Unwanted Refugees: Racism against Middle Eastern-Americans Requires a Public Response
Mr. Trump says he wants to monitor Moslem-Americans or bar Moslem refugees from entering our borders. Middle Eastern-Americans are removed from US airplanes ostensibly for speaking Arabic onboard. Moslems are attacked outside local US mosques. Where is the outrage of everyday Middle Eastern-Americans here?
It seems we are used to such political, economic, military, and cultural attacks. The Middle East has been the target of concerted Western aggression for hundreds of years, even well into the 20th Century via CIA operations in Iran that ousted the democratically elected PM Mossadegh in the 50s, and now in the last couple decades with exacerbating wars in Iraq and Afghanistan. With the intense support given to Israel by US politicians on all sides of the spectrum, despite the virtual outdoor prison that is Palestine, the West overlooks the body count much the same way it does with the hundreds of thousands that perish in various Middle Eastern nations. When Iranians boldly marched for democracy in the 2009 Green Revolution protesting the corrupt election of Ahmadinejad, where was Western intrusion and support for democracy then?
What can we, as Middle Eastern-Americans, expect from our new home’s cultural perceptions of us but antagonism? Whispers and sometimes shouts of “terrorist” follow us in our daily lives. Our Middle Eastern ethnicity is used as a stereotype against us in our jobs, in courtrooms, in our relationships, in day-to-day business transactions, such that we are painted as dangerous, hateful, and backwards. When we are called ugly epithets, such as “sand-n****r” or “dune-c**n”, there is no public outrage. This is not hyperbole. I’ve experienced this in my life for decades as an Iranian-American, having to deal with this even to this day as a successful attorney. Some of us become Americanized. Others complain amongst friends. A miniscule and deranged fraction become militant.

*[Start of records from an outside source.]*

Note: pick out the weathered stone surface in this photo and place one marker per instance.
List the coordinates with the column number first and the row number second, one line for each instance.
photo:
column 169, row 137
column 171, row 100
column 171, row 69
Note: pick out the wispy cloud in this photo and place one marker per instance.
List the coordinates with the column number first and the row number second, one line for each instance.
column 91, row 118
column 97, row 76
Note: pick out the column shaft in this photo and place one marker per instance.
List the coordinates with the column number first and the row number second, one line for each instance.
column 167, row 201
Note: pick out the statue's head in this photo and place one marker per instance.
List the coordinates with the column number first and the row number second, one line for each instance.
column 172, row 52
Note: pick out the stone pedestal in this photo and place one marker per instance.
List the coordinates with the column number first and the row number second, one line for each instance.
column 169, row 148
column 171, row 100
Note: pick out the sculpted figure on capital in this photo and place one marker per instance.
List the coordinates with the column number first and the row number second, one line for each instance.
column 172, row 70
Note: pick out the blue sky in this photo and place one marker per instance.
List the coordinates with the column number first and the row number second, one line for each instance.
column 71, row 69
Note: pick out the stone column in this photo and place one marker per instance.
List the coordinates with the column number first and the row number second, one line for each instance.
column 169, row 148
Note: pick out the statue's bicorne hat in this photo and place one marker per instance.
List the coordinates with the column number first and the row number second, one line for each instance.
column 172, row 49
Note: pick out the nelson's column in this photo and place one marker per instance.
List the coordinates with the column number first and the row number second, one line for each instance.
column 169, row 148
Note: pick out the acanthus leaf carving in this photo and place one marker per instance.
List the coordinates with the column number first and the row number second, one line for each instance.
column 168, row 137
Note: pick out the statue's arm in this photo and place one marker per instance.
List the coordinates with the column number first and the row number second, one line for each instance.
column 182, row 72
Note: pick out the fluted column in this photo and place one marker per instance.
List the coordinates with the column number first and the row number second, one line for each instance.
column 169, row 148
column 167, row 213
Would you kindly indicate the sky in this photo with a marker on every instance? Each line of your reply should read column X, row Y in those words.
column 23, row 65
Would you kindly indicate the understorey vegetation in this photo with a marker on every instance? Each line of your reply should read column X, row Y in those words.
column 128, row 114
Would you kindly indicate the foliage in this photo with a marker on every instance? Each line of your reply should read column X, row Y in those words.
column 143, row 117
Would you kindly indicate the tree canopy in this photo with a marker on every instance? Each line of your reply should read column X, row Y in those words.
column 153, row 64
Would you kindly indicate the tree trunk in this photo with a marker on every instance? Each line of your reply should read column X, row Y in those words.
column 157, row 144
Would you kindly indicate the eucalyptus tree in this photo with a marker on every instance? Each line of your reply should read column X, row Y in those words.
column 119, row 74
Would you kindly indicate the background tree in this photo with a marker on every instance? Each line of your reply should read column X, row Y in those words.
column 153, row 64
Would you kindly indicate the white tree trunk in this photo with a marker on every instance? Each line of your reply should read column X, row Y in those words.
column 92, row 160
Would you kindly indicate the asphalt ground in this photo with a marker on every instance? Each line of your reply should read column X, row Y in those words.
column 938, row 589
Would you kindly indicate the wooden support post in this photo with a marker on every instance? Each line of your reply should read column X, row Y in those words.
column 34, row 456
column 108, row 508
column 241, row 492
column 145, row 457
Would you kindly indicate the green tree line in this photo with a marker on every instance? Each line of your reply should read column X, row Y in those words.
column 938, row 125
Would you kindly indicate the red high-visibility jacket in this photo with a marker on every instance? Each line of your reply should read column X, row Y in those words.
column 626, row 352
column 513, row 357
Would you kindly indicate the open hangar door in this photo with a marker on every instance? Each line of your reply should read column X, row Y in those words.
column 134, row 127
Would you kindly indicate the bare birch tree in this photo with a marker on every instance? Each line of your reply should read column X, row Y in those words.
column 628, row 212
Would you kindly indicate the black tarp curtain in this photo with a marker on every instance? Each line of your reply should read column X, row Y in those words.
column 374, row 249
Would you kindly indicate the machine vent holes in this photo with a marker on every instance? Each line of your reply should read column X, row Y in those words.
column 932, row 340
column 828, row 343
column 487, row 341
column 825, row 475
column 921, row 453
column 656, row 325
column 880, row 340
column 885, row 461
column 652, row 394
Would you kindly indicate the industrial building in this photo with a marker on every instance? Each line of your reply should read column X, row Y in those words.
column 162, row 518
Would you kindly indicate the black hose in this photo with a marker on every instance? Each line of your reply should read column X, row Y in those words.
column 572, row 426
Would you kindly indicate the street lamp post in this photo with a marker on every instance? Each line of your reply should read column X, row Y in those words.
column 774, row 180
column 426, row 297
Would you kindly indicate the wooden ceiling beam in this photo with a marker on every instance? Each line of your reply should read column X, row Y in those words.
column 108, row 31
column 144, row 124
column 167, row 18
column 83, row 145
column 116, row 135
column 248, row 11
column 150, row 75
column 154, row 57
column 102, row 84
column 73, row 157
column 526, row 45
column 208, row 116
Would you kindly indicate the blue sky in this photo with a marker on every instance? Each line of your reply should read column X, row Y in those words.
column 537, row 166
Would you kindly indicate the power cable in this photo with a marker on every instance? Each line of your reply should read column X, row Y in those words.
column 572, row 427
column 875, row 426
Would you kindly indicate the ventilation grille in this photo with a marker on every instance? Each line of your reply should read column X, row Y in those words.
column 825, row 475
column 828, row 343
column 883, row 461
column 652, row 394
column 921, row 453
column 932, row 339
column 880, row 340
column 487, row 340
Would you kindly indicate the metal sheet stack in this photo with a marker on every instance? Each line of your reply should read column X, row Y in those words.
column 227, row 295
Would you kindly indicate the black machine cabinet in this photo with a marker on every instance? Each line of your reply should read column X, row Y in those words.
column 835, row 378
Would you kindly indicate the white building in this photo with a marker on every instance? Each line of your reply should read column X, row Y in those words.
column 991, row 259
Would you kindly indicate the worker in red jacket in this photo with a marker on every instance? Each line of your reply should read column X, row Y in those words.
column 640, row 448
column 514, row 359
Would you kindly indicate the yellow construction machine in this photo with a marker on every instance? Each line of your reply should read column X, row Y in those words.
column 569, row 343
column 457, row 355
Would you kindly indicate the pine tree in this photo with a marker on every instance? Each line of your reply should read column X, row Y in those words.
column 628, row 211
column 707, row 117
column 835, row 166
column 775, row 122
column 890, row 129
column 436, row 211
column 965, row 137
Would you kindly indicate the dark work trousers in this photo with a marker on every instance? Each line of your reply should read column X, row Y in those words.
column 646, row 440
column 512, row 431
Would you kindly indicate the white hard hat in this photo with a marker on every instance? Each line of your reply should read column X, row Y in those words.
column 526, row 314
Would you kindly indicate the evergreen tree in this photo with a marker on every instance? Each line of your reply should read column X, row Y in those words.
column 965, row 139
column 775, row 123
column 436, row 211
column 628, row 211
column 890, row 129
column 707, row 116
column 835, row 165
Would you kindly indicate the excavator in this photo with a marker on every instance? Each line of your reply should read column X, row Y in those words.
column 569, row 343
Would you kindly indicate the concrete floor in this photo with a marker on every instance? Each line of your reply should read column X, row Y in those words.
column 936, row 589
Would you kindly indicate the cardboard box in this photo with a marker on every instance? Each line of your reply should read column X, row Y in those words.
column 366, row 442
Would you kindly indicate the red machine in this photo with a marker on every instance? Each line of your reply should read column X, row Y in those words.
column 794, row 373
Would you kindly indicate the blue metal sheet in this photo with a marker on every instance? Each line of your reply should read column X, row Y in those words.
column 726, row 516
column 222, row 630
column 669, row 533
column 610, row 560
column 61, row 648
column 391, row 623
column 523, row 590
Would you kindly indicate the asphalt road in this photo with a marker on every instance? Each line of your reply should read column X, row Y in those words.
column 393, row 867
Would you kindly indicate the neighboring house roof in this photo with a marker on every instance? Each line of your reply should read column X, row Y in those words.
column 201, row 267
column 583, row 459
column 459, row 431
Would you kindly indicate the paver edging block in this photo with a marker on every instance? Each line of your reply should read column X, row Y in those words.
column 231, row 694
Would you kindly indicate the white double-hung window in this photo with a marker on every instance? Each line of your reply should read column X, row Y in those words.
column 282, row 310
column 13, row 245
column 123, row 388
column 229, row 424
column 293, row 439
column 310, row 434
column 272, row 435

Hateful policies and racism are not the answer. We know this by now. Middle Eastern-Americans have learned everything about American culture because it’s a matter of survival in our new homes. It must become more than a luxury for Americans to learn about us. More than just putting this onus on schools and the media, individuals must make an effort to understand our culture, history, and religion, and to no longer view such a notion as anathema. Racism is unpatriotic when viewed for example in the context of African-American rights, yet Islamophobia is espoused by alleged patriots. Unlike many minority groups in the USA, Middle Eastern-Americans have no real support system here. How many Persian or Arab politicians, CEOs, or entertainers can you name? Of the few that do exist, how many are not so Americanized that we’re allowed to overlook their Middle Eastern culture, as if to forgive that about them?
As Middle Easterners it’s time for us to form an outspoken community against such hatred on both sides. But I, like the millions of Iranians and Arabs living in the USA, rely on your humanity to think of us beyond the veiled or bearded images, beyond the anger and bloodshed you see in the Middle East, and foremost to publicly oppose not only the role the West consistently plays in creating the despotism and hellfire in our ancestral homelands but also in alienating or attacking us with words or actions here where we’ve sought refuge.